Iran’s Epic and America’s Empire

Following a brief survey of Iranian history from its beginning in the 7th century B.C. to Ferdowsi s time in the 11th century, Mahmoud Omidsalar’s Iran’s Epic and America’s Empire (Afshar Publishing, 2012) provides a history of the poem and a biography of its author. It offers an explanation of the Shahnameh as a national icon and considers the implications of the poem for the present political tensions that mark Iran’s relationship with the West.Mahmoud Omidsalar obtained his Ph.D. in Persian Literature from the Department of Near Eastern Studies, University of California, Berkeley, where he also studied Folklore under Alan Dundes.
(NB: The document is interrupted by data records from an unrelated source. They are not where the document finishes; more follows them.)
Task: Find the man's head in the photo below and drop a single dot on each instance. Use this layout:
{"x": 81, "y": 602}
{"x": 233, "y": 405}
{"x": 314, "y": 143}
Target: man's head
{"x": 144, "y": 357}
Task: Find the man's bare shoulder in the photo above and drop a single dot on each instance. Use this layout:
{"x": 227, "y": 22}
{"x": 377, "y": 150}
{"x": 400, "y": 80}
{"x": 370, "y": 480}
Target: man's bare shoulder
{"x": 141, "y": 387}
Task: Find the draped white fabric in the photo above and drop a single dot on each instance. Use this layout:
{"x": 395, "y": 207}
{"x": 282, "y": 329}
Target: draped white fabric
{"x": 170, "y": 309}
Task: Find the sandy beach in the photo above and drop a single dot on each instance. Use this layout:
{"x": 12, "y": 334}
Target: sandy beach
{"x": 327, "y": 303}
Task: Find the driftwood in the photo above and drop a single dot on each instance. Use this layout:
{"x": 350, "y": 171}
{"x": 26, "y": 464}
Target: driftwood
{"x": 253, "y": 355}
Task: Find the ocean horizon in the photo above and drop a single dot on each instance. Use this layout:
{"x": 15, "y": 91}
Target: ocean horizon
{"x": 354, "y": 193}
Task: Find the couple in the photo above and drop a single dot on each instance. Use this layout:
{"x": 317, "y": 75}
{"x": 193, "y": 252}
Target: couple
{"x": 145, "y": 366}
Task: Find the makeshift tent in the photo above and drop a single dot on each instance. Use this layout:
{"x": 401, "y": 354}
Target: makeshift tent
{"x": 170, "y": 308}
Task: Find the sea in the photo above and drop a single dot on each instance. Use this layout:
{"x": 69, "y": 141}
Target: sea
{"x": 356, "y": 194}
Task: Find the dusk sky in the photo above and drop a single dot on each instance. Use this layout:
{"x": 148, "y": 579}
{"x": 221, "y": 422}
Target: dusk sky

In addition to publishing many essays on Persian literature and folklore, he has also edited the 6th volume of the new critical edition of the Shahnameh, under the general editorship of Professors Khaleghi-Motlagh and Ehsan Yarshater.

PREFACE

What follows is a meditation on Iran’s national epic. It is addressed to the Iranian community abroad, and more importantly to that community’s children, many of whom don’t speak or read Persian but think of themselves as Iranian. This is an old man’s gift to the young in order to help them seize that chain of memory which makes us one people. It is an exhortation to remembrance because human beings are made of memories; recollections of events that happened and also of those that did not. Mankind achieves its humanity and its community in its real and imagined memories, and for us Iranians, the Shāhnāmeh is the highest poetic expression of that communal remembrance that connects us to one another and anchors our present to a shared sense of the past. It links us to a time of myth and legend that exclusively belongs to us, and to the land that we have inhabited for the past three thousand years. If Iran is our Jerusalem, a place of unrelenting longing in our soul, and if Persian literature is our Torah, then in that Torah, the Shāhnāmeh is our Psalms. For these reasons and a thousand others no Persian can say anything “impersonal” about the Shāhnāmeh and no “other” can say anything about it that is not taken personally.

To the extent that the Shāhnāmeh is Iran’s national epic as well as her “ethnic history,” all scholarship on the Shāhnāmeh is by nature a comment on Iranian nationhood and ethnicity. In these disordered times when lies are routinely passed off as truth, and when descendents of those whom our ancestors freed from their Babylonian bondage can presume to threaten us with “preemptive” military strikes and nuclear extinction, the lines have been drawn very clearly.[1] A poem about wars and heroic combat becomes itself a battlefield, a place of confrontation between Persians and those who encroach on the Iranians’ sense of self. This is not a time for weakness, for compromise, or for pseudo-civility. There is nothing civil in military threats.

What I intend to do in this small volume is to walk my countrymen through a brief history of our culture and through all that led to our national poet, Ferdowsi, and to our national poem, the Shāhnāmeh. Along the way, I hope to disabuse my readers of a number of dangerous myths that have been inculcated by our relatively recent experience with Western colonialism. Following the introductory chapters that briefly deal with Iran’s cultural and political biography, I will take up the relationship between our language and our ethnicity as understood by the general public, and not a few scholars. Drawing upon what we have learned in our brief review of Iran’s history, I will challenge some of the prevailing “truisms” about Persian language and literature, and will show how many of these “truisms” are not merely wrong but border on the strange.

There is a biographical chapter, which is devoted to a consideration of Ferdowsi and his social and cultural milieu. In it, I will tell you that our national poet was not only a great artist, but also a conflicted man often at the mercy of his prodigious appetites and psychological forces that dragged him to and fro. The story of our national history and how it evolved into its present form is told in the next chapter. The final two chapters discuss our relationship to the Shāhnāmeh as the embodiment of our nationhood.

In a lecture entitled “The Hero as Poet,” and delivered in 1840, Thomas Carlyle (1795 – 1881) addressed the heroic nature of great poets.[i] Ferdowsi is a heroic poet for us. We already admire and revere him as a hero and as a cultural icon. I will suggest that we must also sympathize with him for the tragic figure that he was. In the final chapter, I attempt a synthesis of these studies and speculate on what they may mean for Iranians in the strange world which we inhabit along with Guantanamo detainees and prisoners of the Gazan Ghetto: western civilization’s latest “gifts” to the orient.

NOTE

[1] 2 Chronicles 36:22 – 23: Now in the first year of Cyrus king of Persia, that the word of the Lord by the mouth of Jeremiah might be accomplished, the Lord stirred up the spirit of Cyrus king of Persia so that he made a proclamation throughout all his kingdom and also put it in writing: “Thus says Cyrus king of Persia, The Lord, the God of heaven, has given me all the kingdoms of the earth, and he has charged me to build him a house at Jerusalem, which is in Judah. Whoever is among you of all his people, may the Lord his God be with him. Let him go up.” Cf. also Ezra 1:2, 5:2, etc.